While the vaccine rollout is picking up pace and case numbers are starting to decrease, hospitals are still under immense pressure.

The threat of the new UK-variant, which is up to 70% more transmissible and could be more deadly, is very real.

Healthcare staff at Wrexham Maelor Hospital have been faced with a particular challenge, treating patients in the area of Wales with the highest virus positivity rate.

One ward nurse said they have "horrendous" days and a consultant said staff are "really struggling".

  • "Everyone is working themselves to the bone"

Ward sister Kathryn Ellis said everyone across every aspect of hospital life is "exhausted".

The pressure the Welsh NHS is under means staff are "working themselves to the bone" to save the lives of patients.

While the strain of seeing Covid patient after Covid patient is tough, Ms Ellis said they do have some good days.

"We have patients recovering and going home, which is lovely to see ," she said.

But when ITV News spoke to Ms Ellis, sadly it had not been a good day.

The trauma of everyday life at the hospital is easy to see as Ms Ellis broke down when asked if there is one moment that has hit her more than any other.

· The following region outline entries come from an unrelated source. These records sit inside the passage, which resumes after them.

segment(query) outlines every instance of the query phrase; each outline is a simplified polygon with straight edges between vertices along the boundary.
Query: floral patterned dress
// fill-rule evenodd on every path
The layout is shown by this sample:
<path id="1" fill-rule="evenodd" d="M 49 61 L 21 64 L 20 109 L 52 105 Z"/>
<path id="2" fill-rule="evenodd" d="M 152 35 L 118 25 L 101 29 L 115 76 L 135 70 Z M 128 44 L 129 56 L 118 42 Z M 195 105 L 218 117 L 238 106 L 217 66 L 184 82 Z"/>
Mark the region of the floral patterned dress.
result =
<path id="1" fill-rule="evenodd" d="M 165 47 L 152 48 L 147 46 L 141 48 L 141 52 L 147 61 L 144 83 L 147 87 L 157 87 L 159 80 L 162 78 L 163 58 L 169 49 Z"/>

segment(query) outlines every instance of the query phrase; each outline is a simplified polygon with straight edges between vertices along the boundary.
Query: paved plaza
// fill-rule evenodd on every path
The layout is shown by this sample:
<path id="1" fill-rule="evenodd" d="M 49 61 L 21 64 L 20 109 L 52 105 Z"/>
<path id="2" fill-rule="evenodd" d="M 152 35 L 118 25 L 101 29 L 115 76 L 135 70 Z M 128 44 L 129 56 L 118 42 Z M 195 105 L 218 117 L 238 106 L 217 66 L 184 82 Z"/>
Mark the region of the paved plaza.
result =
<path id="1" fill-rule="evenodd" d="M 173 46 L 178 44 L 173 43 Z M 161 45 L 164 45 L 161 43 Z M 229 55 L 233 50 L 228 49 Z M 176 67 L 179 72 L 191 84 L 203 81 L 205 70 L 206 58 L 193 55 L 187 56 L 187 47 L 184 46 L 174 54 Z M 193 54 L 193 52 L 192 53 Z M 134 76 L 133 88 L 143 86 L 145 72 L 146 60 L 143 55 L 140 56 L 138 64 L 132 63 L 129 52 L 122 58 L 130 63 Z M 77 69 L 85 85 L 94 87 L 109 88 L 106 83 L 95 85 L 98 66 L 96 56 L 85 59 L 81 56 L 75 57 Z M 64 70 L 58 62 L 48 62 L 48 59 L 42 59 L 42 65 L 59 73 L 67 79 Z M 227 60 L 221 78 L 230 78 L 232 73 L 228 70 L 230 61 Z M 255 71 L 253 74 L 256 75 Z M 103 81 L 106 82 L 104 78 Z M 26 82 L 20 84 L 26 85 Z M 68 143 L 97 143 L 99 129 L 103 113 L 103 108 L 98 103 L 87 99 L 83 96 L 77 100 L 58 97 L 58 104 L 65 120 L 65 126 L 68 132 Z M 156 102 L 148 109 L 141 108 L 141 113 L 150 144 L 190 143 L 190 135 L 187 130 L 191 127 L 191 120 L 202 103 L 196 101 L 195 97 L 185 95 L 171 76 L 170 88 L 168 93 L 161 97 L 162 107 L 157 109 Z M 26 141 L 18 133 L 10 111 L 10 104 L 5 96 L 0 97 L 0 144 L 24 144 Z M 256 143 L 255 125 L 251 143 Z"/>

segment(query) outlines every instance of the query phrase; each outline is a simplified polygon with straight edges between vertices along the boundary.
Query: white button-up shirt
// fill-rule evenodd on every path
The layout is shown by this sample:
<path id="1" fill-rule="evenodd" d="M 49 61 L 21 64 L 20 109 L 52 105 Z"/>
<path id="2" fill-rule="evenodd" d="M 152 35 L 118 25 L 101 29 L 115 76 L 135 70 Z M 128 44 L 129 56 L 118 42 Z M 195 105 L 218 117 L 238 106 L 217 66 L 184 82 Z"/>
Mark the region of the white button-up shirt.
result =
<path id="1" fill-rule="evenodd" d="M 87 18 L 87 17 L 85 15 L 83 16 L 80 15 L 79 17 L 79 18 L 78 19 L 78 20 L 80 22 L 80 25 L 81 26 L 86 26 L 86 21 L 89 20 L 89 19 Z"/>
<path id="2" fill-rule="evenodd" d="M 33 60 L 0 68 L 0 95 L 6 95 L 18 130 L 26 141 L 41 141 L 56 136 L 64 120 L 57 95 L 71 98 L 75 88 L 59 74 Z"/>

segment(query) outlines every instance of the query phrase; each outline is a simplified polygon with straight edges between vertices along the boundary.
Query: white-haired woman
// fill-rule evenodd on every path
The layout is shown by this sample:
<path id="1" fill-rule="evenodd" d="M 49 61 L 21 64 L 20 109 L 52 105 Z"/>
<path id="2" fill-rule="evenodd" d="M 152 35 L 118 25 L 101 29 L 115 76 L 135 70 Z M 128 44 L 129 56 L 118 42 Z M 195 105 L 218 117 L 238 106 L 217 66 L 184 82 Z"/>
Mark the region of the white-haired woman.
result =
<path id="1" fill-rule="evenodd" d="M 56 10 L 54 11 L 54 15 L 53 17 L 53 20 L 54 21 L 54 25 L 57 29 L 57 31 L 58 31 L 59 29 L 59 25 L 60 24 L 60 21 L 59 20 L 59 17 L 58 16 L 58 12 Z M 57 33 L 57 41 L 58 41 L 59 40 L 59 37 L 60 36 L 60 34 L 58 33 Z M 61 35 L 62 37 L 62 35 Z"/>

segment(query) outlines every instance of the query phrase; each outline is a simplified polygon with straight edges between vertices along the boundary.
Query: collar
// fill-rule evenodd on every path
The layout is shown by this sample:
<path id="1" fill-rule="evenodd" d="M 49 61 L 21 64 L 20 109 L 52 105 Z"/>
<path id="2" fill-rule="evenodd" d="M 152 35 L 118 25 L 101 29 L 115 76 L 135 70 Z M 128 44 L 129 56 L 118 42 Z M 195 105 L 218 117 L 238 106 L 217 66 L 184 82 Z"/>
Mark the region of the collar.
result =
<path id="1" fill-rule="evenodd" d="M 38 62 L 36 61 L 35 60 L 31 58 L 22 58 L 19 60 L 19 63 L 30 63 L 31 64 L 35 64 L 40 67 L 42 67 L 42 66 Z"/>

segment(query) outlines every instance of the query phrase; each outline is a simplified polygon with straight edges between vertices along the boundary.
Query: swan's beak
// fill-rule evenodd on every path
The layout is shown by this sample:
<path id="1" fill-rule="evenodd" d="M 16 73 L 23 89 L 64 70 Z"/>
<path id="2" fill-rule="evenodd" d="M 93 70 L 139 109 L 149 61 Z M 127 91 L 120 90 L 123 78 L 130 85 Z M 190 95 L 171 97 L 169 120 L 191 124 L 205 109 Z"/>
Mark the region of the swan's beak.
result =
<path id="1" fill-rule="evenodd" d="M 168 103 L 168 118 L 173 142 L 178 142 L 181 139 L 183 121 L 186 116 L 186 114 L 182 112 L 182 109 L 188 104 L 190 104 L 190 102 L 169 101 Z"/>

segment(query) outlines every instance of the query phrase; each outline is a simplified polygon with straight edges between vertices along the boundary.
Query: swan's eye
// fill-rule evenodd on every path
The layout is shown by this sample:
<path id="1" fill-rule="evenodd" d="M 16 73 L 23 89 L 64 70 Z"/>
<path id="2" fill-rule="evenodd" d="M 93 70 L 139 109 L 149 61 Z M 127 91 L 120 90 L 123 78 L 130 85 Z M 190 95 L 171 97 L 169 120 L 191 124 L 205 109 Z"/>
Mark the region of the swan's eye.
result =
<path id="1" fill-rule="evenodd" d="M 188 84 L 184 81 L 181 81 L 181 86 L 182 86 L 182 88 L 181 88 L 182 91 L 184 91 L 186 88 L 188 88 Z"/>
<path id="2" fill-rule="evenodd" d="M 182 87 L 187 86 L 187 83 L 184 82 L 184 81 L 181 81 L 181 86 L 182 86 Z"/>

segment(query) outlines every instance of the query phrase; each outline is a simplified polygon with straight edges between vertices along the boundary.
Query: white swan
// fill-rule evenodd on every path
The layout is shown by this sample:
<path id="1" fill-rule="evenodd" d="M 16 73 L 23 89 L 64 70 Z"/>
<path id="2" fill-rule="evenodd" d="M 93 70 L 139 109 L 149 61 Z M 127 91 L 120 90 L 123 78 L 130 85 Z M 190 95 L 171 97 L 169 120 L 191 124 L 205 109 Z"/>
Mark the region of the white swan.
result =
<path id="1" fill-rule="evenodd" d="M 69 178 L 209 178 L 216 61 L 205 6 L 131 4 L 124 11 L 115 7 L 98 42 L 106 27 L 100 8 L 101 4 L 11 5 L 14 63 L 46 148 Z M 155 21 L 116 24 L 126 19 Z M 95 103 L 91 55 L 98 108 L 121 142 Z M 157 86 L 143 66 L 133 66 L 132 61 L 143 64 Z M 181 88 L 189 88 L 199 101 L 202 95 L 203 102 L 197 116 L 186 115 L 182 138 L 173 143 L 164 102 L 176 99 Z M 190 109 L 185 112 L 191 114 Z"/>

Ms Ellis spoke of her frustration when hearing false claims that the situation in hospitals is not as serious as it is presented to be.

She said: "That’s something that I do find quite annoying when I hear out there that they don’t believe what’s going on and they think it’s not real. This is real."

Staff are having to work overtime just to ensure there is the "minimum" amount of safe care provision available. Credit: ITV Wales
  • "They are really struggling"

Having the nurses available to treat the sheer volume of patients is also an issue. Consultant Liz Brohan said every hospital in the country is short on nurses but the ones they do have are under "extreme pressure".

Ms Brohan said: "We would run with a higher staffing ratio than we're currently running.

"We're running with the minimum we would regard to be safe at the moment.

"That puts a lot of pressure on staff. A lot of staff are doing extras, they're doing over-time and they are really struggling."

Covid cases numbers are still high in Wrexham, which at time of writing has 438.4 cases per 100,000 of the population. Credit: ITV Wales
  • "I thought I was going to die"

Patients on the wards at Wrexham Maelor also witness first-hand the reality of this deadly virus.

Ian Kelcroft is currently at the hospital and recovering from Covid. He has seen two others on his ward die from the same disease and thought at one point that he would too.

"It’s like when you’re gasping for breath and there’s nothing restricting you apart from that disease then you think it’s going to be the end," he said.

"It’s just been hard on me emotionally. I’ve had some other conditions in the past which hasn’t helped this one - and for anybody out there that does not think this exists, then you’re very wrong."

Nurses and doctors say they will "just keep going" to ensure as many lives are saved as possible but people are still dying everyday and the battle is far from over.